In response to falling oil prices and the rapidly weakening currency of the country’s main trading partner Russia, the Kazakh authorities abandoned a policy to maintain the tenge’s exchange rate within a trading corridor and allowed the national currency to float freely in August 2015. As a result, the tenge’s value dropped from about KZT188 to the dollar in August 2015 to a historical low of KZT384 in January 2016, but has since strengthened to about KZT332 to the dollar.

Even though KazMunayGas earns hard currency by exporting its oil, the move to buy out its Eurobonds was announced after the company secured $4.7bn for half of its 16.81% stake in the embattled giant offshore Kashagan field, which it sold to its parent Samruk-Kazyna sovereign wealth fund.

Yet despite the return of the sovereign to the international markets and the help this has afforded the corporate bonds already out there and their issuers, Kazakh companies have not rushed to raise debt, because the economic conditions in Kazakhstan and elsewhere in the region continued to deteriorate.

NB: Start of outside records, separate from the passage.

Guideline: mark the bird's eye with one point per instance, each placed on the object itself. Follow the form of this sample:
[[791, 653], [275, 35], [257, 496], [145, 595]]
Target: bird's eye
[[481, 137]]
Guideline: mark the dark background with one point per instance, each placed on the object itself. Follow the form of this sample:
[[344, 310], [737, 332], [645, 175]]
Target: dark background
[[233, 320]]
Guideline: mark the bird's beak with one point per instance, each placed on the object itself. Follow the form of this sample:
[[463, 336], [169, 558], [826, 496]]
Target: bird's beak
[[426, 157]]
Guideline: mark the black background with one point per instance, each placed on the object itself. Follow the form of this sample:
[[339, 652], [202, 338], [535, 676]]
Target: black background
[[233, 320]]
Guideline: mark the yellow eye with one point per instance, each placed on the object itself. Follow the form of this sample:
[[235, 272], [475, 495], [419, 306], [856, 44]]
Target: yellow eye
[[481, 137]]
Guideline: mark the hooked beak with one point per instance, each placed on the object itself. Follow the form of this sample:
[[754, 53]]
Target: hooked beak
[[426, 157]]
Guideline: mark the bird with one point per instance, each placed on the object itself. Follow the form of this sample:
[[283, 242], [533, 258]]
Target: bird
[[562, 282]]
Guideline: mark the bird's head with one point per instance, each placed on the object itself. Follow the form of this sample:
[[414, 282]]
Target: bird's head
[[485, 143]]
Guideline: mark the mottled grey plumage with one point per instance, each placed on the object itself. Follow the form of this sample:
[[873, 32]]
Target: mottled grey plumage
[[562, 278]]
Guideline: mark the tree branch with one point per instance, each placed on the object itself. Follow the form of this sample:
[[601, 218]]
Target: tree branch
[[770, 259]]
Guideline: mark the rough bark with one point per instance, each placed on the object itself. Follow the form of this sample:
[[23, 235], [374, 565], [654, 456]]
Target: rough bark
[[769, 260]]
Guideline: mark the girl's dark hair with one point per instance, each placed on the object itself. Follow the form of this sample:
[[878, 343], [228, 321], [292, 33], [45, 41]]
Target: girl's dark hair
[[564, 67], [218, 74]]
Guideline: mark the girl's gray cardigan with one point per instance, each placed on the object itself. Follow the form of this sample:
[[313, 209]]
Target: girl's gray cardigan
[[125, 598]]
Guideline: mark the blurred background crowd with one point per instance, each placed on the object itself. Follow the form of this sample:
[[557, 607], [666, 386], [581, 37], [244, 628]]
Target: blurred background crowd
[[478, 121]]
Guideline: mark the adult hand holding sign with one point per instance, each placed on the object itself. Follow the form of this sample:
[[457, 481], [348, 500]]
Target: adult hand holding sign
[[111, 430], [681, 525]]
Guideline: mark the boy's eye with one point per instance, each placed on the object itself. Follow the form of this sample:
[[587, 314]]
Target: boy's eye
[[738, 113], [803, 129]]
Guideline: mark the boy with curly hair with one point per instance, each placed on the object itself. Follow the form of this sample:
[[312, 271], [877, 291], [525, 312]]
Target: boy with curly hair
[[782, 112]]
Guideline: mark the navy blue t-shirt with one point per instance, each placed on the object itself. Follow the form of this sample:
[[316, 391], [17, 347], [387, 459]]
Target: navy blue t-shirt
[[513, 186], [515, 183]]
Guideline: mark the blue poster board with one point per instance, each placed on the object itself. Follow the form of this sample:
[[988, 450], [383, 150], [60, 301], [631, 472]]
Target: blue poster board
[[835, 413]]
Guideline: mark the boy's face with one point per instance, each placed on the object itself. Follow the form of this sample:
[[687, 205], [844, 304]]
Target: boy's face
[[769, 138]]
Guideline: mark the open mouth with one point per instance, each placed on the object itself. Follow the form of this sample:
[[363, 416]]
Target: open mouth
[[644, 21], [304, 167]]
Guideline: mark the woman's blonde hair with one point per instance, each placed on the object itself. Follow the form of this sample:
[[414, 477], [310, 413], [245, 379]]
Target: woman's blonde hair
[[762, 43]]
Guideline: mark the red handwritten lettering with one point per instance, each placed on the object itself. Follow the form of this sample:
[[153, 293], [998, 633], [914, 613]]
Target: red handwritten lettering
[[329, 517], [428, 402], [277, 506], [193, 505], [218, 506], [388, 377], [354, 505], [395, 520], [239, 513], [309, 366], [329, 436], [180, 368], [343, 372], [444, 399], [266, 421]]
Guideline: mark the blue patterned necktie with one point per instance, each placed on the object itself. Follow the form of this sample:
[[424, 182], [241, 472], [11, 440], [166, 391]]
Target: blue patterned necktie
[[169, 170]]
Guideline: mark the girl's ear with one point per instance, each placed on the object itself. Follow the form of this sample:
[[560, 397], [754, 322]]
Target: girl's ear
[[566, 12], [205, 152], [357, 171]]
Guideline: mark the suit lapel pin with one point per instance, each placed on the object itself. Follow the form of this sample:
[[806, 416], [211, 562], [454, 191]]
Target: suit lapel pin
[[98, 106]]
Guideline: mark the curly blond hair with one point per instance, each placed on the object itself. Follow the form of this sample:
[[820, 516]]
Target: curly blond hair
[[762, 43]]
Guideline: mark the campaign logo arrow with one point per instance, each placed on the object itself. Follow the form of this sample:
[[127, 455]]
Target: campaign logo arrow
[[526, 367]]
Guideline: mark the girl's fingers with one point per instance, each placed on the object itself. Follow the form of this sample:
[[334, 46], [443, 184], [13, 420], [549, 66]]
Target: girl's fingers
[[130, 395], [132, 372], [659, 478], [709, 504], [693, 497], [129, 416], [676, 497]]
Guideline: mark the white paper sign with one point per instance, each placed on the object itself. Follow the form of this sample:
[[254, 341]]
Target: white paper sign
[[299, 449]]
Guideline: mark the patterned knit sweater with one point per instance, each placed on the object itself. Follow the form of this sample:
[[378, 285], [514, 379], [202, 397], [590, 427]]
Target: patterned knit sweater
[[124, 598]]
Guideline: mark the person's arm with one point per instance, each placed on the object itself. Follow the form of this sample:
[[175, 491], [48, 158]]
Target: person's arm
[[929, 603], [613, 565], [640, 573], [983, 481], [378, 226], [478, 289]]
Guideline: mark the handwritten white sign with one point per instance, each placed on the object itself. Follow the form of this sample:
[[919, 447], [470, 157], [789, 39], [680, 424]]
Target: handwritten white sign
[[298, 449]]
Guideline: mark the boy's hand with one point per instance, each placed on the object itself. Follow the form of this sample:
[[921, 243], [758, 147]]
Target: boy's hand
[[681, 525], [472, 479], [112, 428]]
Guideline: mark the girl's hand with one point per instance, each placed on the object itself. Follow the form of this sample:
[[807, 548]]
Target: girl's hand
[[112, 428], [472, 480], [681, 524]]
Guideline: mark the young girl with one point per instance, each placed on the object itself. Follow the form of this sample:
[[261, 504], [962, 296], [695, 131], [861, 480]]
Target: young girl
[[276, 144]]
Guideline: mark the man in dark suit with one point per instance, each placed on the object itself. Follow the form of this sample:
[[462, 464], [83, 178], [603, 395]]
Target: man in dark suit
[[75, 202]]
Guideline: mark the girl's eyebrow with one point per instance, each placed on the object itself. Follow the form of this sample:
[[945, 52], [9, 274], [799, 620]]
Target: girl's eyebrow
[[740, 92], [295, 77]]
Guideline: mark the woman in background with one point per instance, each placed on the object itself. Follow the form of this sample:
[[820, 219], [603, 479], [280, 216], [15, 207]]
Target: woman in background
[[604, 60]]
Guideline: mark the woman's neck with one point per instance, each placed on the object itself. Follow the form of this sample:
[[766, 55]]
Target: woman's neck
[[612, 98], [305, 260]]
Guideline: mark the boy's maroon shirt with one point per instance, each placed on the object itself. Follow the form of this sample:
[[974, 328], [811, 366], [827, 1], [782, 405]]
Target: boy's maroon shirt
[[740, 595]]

Since the launch of the sovereign issue in 2014, just three Kazakh companies raised debt in the immediate aftermath: KazMunayGas issued $500mn of 10-year notes with a coupon of 4.875% and $500mn of 30-year debt with a coupon of 6% on the LSE; Forte Bank issued $236.57mn of 10-year notes with a coupon of 11.75% on the Luxembourg Bourse; and Eurasian Bank raised $500mn of 10-year debt with a coupon of 7.5% on the Kazakhstan Stock Exchange.

“Prospects for issuing new debt fully depends on the situation in commodities markets – the current projects of [extractive] companies have been funded sufficiently at the moment and in case of need the state has offered aid, but new major projects will be subject to pressure from low prices of oil, metals and so on,” Chuyev of Halyk Finance concludes.